A new study suggests goats may be the perfect weapon in the fight against an invasive plant species that's taking over Toronto's wetlands.

Public Works looks at public space, urban design, and city-building innovations from around the world, and considers what Toronto might learn from them.

There are plenty of people (ourselves included) who would take any excuse to own a goat. Sadly, the Toronto Municipal Code prohibits keeping billies, nannies, or kids at home—but there is reason to believe goats could become an integral part of the City’s parks department.

A global team of university researchers recently published a paper on the potential of livestock—particularly goats—to help control phragmites. The invasive species of marsh reed has been overtaking wetlands in Europe and North America, but constant mowing and use of chemical herbicides have proven costly, inefficient, and, in the case of the herbicides, harmful to the environment.

In research trials that involved placing goats in phragmites-infested enclosures for three periods of two to four weeks, density and height of the dreaded reeds were reduced by about 50 and 60 per cent, respectively, and native plant populations were able to regain a foothold.

And get this: each enclosure was occupied by two goats because, the researchers explained, goats are social animals whose grazing habits might have been thrown off without a buddy around. How can you not love these guys?

In addition to conjuring adorable images of full-bellied goats dozing in pairs after a hearty lunch of invasive plants, this goat-as-strimmer strategy could be useful to Toronto. On August 28, the Toronto Star reported that phragmites are choking out native plant species at Tommy Thompson Park and all around the shores of Lake Ontario, destroying vital bird habitats.

Using goats as weed-whackers is not a new idea. Back in 2012, a wetland rejuvenation project in New York City rented a squad of 20 goats to mow down grassy fields and thin out the phragmites population before herbicide was used.
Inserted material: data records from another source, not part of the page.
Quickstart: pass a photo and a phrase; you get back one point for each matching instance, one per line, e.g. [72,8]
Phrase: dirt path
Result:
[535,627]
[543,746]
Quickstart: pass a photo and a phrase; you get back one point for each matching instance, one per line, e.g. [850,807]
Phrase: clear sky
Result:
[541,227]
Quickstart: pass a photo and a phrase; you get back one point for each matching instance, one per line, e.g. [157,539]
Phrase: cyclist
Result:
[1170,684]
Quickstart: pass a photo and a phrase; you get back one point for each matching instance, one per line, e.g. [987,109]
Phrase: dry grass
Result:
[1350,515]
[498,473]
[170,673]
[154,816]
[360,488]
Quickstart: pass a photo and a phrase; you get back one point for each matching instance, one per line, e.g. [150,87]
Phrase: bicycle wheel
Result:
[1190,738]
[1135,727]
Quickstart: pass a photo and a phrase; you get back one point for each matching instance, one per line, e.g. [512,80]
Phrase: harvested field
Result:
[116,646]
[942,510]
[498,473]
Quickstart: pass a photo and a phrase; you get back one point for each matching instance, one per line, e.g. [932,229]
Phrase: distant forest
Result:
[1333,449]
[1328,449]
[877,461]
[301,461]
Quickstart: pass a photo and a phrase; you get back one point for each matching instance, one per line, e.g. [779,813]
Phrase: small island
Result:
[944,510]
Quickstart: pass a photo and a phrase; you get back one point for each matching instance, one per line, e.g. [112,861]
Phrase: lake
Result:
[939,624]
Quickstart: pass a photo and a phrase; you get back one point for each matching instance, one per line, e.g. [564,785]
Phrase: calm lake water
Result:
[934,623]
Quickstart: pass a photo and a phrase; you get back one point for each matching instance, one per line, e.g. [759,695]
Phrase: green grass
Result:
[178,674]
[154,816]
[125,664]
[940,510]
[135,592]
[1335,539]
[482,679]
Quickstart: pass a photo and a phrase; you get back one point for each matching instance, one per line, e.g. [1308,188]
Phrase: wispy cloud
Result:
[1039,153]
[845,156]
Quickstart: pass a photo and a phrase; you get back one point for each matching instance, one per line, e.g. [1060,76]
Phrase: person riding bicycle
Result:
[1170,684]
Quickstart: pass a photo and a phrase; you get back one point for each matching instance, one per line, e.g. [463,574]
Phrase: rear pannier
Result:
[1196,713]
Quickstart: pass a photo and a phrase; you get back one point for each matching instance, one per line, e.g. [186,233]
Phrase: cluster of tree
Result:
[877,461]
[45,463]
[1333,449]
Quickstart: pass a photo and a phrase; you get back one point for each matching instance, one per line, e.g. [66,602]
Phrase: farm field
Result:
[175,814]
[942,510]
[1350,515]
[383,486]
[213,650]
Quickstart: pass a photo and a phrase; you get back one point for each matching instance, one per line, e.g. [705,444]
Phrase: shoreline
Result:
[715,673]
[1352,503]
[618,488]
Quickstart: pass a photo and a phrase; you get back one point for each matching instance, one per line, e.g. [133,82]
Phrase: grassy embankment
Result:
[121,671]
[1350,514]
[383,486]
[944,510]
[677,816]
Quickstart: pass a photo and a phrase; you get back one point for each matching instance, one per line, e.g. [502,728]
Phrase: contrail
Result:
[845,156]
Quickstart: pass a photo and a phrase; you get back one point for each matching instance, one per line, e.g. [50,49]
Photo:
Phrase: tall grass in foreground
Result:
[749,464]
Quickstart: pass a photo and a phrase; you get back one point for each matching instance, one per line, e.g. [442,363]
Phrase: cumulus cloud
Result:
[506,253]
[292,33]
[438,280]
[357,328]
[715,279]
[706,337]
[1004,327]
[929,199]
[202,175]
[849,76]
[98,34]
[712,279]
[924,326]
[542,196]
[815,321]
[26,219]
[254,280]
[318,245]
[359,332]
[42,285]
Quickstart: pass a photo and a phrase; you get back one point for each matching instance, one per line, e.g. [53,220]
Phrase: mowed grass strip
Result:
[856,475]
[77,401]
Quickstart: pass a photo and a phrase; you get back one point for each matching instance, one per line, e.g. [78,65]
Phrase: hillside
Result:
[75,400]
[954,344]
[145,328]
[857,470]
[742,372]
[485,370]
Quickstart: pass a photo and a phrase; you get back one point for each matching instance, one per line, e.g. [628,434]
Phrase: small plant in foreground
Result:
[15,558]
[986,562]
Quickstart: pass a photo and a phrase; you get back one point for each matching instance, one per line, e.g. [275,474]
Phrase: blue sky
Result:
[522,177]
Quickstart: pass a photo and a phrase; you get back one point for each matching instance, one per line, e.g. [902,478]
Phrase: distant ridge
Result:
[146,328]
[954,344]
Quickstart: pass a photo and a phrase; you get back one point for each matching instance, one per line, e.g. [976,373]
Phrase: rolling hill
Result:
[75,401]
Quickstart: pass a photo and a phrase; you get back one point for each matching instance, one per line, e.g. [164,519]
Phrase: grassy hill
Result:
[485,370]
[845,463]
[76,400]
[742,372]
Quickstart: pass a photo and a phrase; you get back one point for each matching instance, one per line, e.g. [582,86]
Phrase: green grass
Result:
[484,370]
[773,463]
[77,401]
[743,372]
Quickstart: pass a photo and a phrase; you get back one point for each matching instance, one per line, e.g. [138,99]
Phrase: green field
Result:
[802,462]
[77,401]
Around the same time, a golf course near Craighurst, Ontario, received media attention for using a pair of goats to rid its fairways of weeds. In fact, as the study points out, people have used grazing animals to keep unwanted weeds at bay for 6,000 years.

Landscaping with goats cuts down on the carbon footprint produced by gas lawn mowers and maintenance equipment, but grazing goats are not entirely eco-friendly. Farm animals’ manure is rich in nitrogen and phosphorus, which, when it washes into ponds or lakes, can cause excessive algae growth. Excessive algae uses up oxygen in the water, damaging the ecosystem for fish. It’s already a major problem for Canadian waterways.

This idea could be a winner if the City managed to keep goat waste under control. It would be a messy job, but tack on feeding, petting, and cooing duties, and we’d happily volunteer for it.